Over the past few years, we’ve closely watched Fuchsia, Google’s forthcoming OS for devices of all kinds, develop and pick up all sorts of devices and prototypes, including the Google Home Hub and the Pixelbook. In that time, we’ve wondered when we would see support arrive for a Google Pixel series phone. Today may be that day, as Fuchsia is picking up support for “Crosshatch” aka the Google Pixel 3 XL, via an indie developer.
This includes booting the Zircon kernel (the absolute minimum software needed to run a device) via fastboot, and displaying the Zircon virtual console (think like a command line) on the Pixel 3 XL screen. This console is the only UI though, as it doesn’t tap into any of the other layers of Fuchsia yet. There’s also no way to interact with the virtual console, as there’s no touch or USB support of any kind.
Because the support is still in such an early state, and Fuchsia isn’t much to look at right now, we strongly advise that no one attempt to try the new OS on their Pixel 3 XL just yet.
Interestingly, this new support was not added by Google, but instead by an indie developer named Zhuowei Zhang. Zhang is known by the Android Minecraft community as the developer of BlockLauncher, a tool to let you use shaders and mods in Minecraft Pocket Edition. Zhang now spends his time doing interesting code projects for his personal blog. It’s possible we may see a breakdown of how he was able to develop Fuchsia support for the Pixel 3 XL on his blog in the near future.
As the commit is not direct from Google, it’s hard to say what will happen next. As Fuchsia is open source, Google has accepted numerous patches from both from third-party developers and OEMs like Huawei.

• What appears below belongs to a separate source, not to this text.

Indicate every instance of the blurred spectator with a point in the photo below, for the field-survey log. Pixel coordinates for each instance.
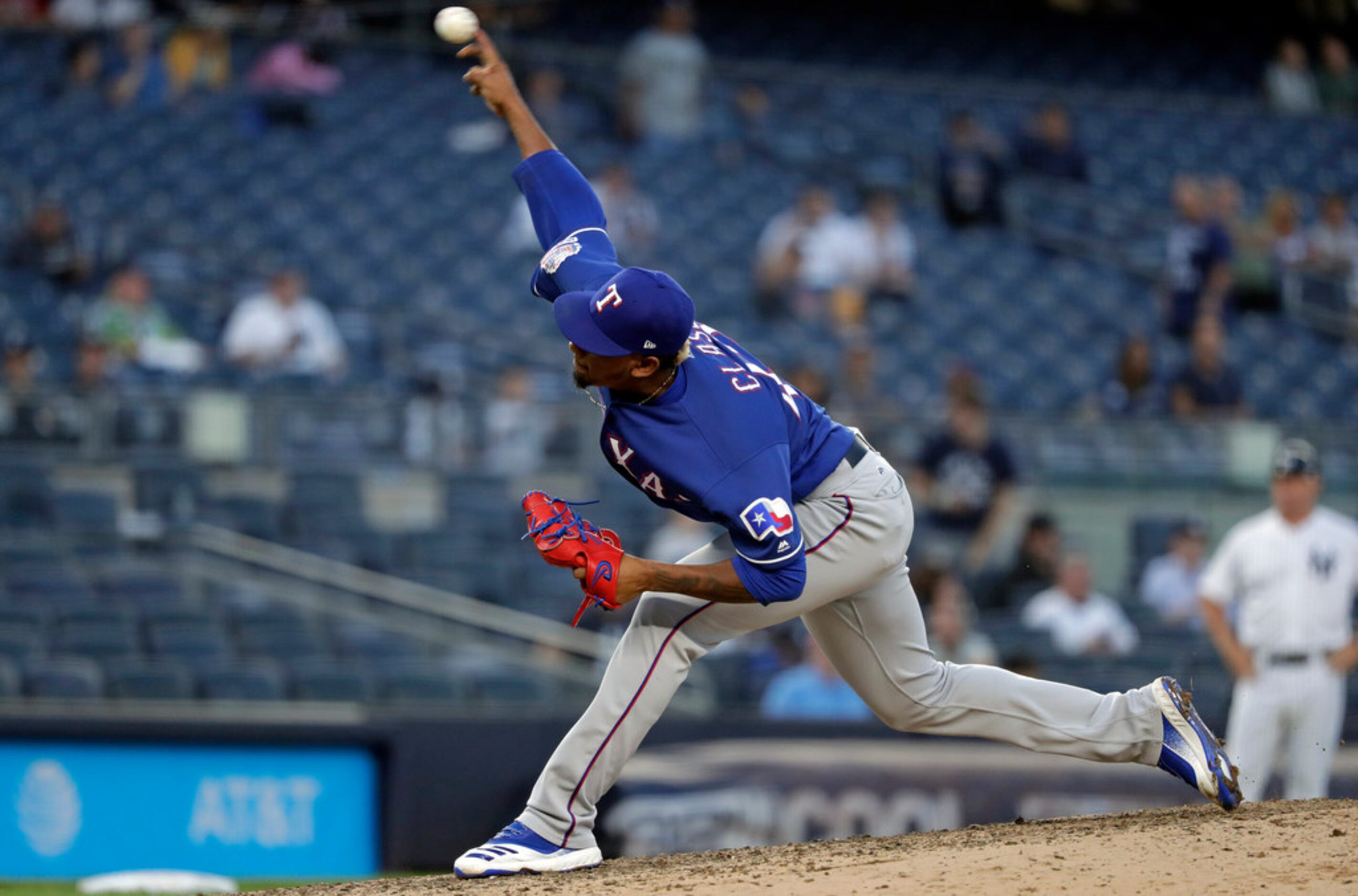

On the other hand, the Pixel 3 XL is Google’s own hardware, and Google would likely want more control over Fuchsia’s future on the device. It’s also plausible that Google could already be working internally with Fuchsia on the Pixel 3 XL, and that this is a duplicated effort.
No one from the Fuchsia team has reviewed the commit yet, but we’ll be watching it throughout the day for their response.
If nothing else, it’s clear that, with enough time and effort, a willing developer can bring Fuchsia to almost any device they wish. As the OS progresses, it may not be long before the community creates a way to flash our current phones with early test builds of Fuchsia. I’m certainly looking forward to that day.
This article has been updated with a new source link as the previous one was removed due to a reorganization within Fuchsia.